Arteriole

Arteriole
Arteriole
	Types of blood vessels, including an arteriole and artery, as well as capillaries.
	Rabbit arteriole at 100X
Details
Pronunciation	/ɑːrˈtɪəri.oʊl/
Identifiers
Latin	arteriola
MeSH	D001160
TA98	A12.0.00.005
TA2	3900
FMA	63182
	Anatomical terminology [ edit on Wikidata]

Last updated May 03, 2024

An arteriole is a small-diameter blood vessel in the microcirculation that extends and branches out from an artery and leads to capillaries.^[1]

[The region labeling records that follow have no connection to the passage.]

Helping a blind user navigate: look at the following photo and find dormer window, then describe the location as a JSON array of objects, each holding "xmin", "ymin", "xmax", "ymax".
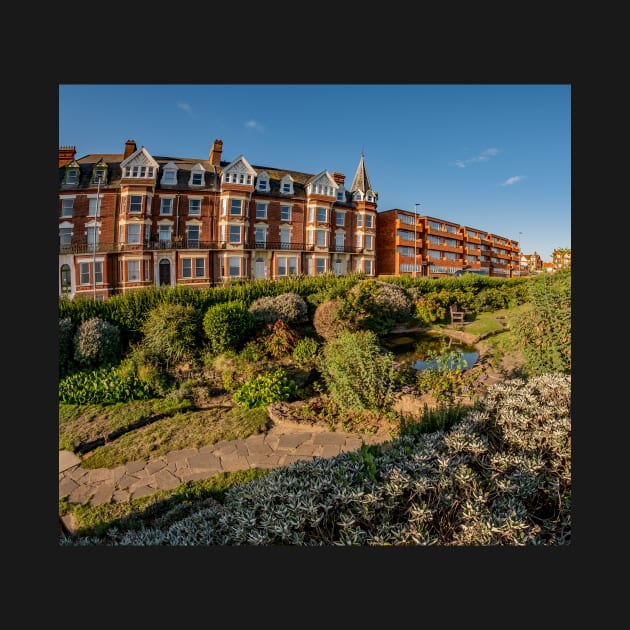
[
  {"xmin": 256, "ymin": 173, "xmax": 270, "ymax": 192},
  {"xmin": 280, "ymin": 175, "xmax": 293, "ymax": 195},
  {"xmin": 161, "ymin": 162, "xmax": 177, "ymax": 186},
  {"xmin": 90, "ymin": 160, "xmax": 107, "ymax": 185},
  {"xmin": 188, "ymin": 164, "xmax": 205, "ymax": 186},
  {"xmin": 125, "ymin": 165, "xmax": 155, "ymax": 179},
  {"xmin": 65, "ymin": 168, "xmax": 79, "ymax": 185}
]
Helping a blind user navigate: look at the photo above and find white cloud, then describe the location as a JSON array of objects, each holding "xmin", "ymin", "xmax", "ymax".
[
  {"xmin": 501, "ymin": 175, "xmax": 525, "ymax": 186},
  {"xmin": 455, "ymin": 147, "xmax": 499, "ymax": 168},
  {"xmin": 245, "ymin": 120, "xmax": 265, "ymax": 133}
]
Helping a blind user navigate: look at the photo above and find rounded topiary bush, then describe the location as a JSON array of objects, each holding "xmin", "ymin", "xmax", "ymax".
[
  {"xmin": 339, "ymin": 279, "xmax": 414, "ymax": 334},
  {"xmin": 74, "ymin": 317, "xmax": 122, "ymax": 370},
  {"xmin": 141, "ymin": 302, "xmax": 200, "ymax": 367},
  {"xmin": 313, "ymin": 299, "xmax": 351, "ymax": 340},
  {"xmin": 203, "ymin": 300, "xmax": 255, "ymax": 354},
  {"xmin": 249, "ymin": 293, "xmax": 308, "ymax": 324}
]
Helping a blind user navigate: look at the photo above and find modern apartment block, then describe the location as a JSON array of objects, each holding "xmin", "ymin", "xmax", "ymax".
[
  {"xmin": 551, "ymin": 247, "xmax": 571, "ymax": 271},
  {"xmin": 58, "ymin": 140, "xmax": 378, "ymax": 299},
  {"xmin": 521, "ymin": 252, "xmax": 543, "ymax": 273},
  {"xmin": 376, "ymin": 209, "xmax": 527, "ymax": 278}
]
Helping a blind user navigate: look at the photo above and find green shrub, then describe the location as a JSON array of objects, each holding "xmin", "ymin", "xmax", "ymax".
[
  {"xmin": 58, "ymin": 317, "xmax": 75, "ymax": 378},
  {"xmin": 140, "ymin": 303, "xmax": 200, "ymax": 369},
  {"xmin": 234, "ymin": 368, "xmax": 297, "ymax": 409},
  {"xmin": 203, "ymin": 300, "xmax": 255, "ymax": 354},
  {"xmin": 318, "ymin": 330, "xmax": 396, "ymax": 411},
  {"xmin": 249, "ymin": 293, "xmax": 308, "ymax": 324},
  {"xmin": 475, "ymin": 286, "xmax": 510, "ymax": 311},
  {"xmin": 313, "ymin": 299, "xmax": 351, "ymax": 341},
  {"xmin": 338, "ymin": 279, "xmax": 413, "ymax": 335},
  {"xmin": 293, "ymin": 337, "xmax": 319, "ymax": 368},
  {"xmin": 263, "ymin": 319, "xmax": 298, "ymax": 359},
  {"xmin": 511, "ymin": 270, "xmax": 571, "ymax": 375},
  {"xmin": 74, "ymin": 317, "xmax": 122, "ymax": 370},
  {"xmin": 58, "ymin": 367, "xmax": 155, "ymax": 405}
]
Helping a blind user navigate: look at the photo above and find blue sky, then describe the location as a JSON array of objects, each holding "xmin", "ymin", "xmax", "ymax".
[{"xmin": 59, "ymin": 84, "xmax": 571, "ymax": 261}]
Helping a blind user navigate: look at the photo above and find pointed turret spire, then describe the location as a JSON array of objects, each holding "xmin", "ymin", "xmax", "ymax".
[{"xmin": 350, "ymin": 149, "xmax": 372, "ymax": 194}]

Arterioles have muscular walls (usually only one to two layers of smooth muscle cells) and are the primary site of vascular resistance. The greatest change in blood pressure and velocity of blood flow occurs at the transition of arterioles to capillaries. This function is extremely important because it prevents the thin, one-layer capillaries from exploding upon pressure. The arterioles achieve this decrease in pressure, as they are the site with the highest resistance (a large contributor to total peripheral resistance) which translates to a large decrease in the pressure.^[2]

Structure

In a healthy vascular system, the endothelium lines all blood-contacting surfaces, including arteries, arterioles, veins, venules, capillaries, and heart chambers. This healthy condition is promoted by the ample production of nitric oxide by the endothelium, which requires a biochemical reaction regulated by a complex balance of polyphenols, various nitric oxide synthase enzymes and L-arginine. In addition, there is direct electrical and chemical communication via gap junctions between the endothelial cells and the vascular smooth muscle.

Physiology

Blood pressure

Blood pressure in the arteries supplying the body is a result of the work needed to pump the cardiac output (the flow of blood pumped by the heart) through the vascular resistance, sometimes termed total peripheral resistance. An increase in the tunica media to luminal diameter ratio has been observed in hypertensive arterioles (arteriolosclerosis) as the vascular wall thickens and/or luminal diameter decreases.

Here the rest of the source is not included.